NBFC Sector Update : 3QFY26 results preview: Selective growth by InCred Equities
* Overall volumes remain mixed amid festive cheer and risk aversion. We will monitor the commentary on changes in demand trends.
* NIM to improve qoq for most NBFCs. Credit costs to remain largely flat sequentially, with a positive bias for vehicle financiers & some pain for SMEs.
* We reiterate Bajaj Finance (ADD, TP: Rs1,250) as our high-conviction pick & believe that affordable housing finance companies are lucrative bets.

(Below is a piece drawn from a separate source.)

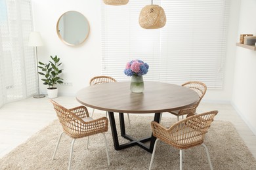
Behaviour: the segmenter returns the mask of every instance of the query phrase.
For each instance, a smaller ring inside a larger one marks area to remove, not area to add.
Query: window
[[[127,5],[102,3],[102,72],[117,80],[128,80],[123,71],[131,60],[139,59],[150,69],[145,80],[182,84],[190,80],[221,89],[224,78],[230,0],[154,1],[165,10],[167,23],[158,29],[139,24],[148,1]]]
[[[0,0],[0,106],[26,99],[37,90],[30,0]]]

Selective disbursements amid festive cheer and risk aversion
Overall demand remained healthy sequentially, though disbursements were selective. We saw strong growth in vehicle finance segment, driven by favorable policy actions (repo rate cuts and Goods and Services Tax or GST rationalisation) and festive-season demand resulting in a reduction in vehicle prices. In contrast, disbursements in unsecured products, particularly personal loans, remain robust. However, we expect subdued disbursements in affordable housing, loan against property (LAP) and SME segments as lenders adopt tighter underwriting standards to focus on high-quality customers. We expect AUM growth of 13-19% yoy for vehicle financiers, 16-25% yoy for affordable housing lenders, and 20- 44% yoy for other financiers (ex-microfinance) in our coverage universe. We await management commentary on sustainability of the recent growth trajectory.
Margins supported by gradual rate transmission
We expect NIM to expand by 5-10bp qoq, as the transmission of recent rate cuts gradually flows through. This is aided by predominantly fixed-rate nature of NBFC loan portfolios, including secured finance, unsecured personal loans, SME/MSME loans, & credit cards, which helps to protect asset yields in the near term. Accordingly, we expect Bajaj Finance (BAF), Shriram Finance (SFL), and Mahindra & Mahindra Financial Services (MMFS) to report sequential NIM expansion.
Asset quality improving amid selective stress
We expect asset quality to be sequentially in line with the previous quarter, though with a selective positive bias for vehicle financiers due to strong recovery in vehicle demand and affordable housing finance on the back of tight underwriting practices and a shift towards higher-ticket loans. We expect continued SME stress to inch up credit costs for Bajaj Finance (BAF) and await management commentary on the same. SBI Cards is expected to show some easing in credit costs, given tighter underwriting norms and a higher churn.
MFI: Gradual recovery with easing backlog of stressed assets
We expect most microfinance lenders to report a qoq revival in disbursements. Collections are likely to improve, aided by better macroeconomic conditions. In our coverage universe, we expect Spandana Sphoorty Financial (SSFL) to report yet another loss on account of the sale of stressed assets worth Rs 4.9bn, though we expect disbursements to gradually pick up pace in coming quarters.
Outlook and valuation
We remain positive on affordable housing finance companies as we believe that growth will take off again on the back of strong demand, as highlighted in our recent report - Affordable Housing Finance: A sweet spot - once credit costs normalise. We believe that valuations remain compelling in the case of both Aavas Financiers (ADD, Rs2,100) and Home First Finance Company (ADD, Rs 1,400). BAF (ADD, Rs1,250) continues to be resilient in new customer onboarding, adding dry powder to its cross-sell franchise, and believe that the slowdown in AUM growth is transitory although we await management commentary on the same. We remain positive on Shriram Finance (ADD, Rs1,200) amid the strategic investment. We also like MMFS (ADD, Rs450) & UGRO Capital (ADD, Rs260) due to favourable risk-reward ratio. We retain HOLD rating on Cholamandalam Investment Finance Co. (Rs1,850) amid a selective slowdown in its new products, and SSFL (Rs280) for the looming uncertainty. We retain REDUCE rating on SBI Cards (Rs700) as we believe that most positives have been priced in.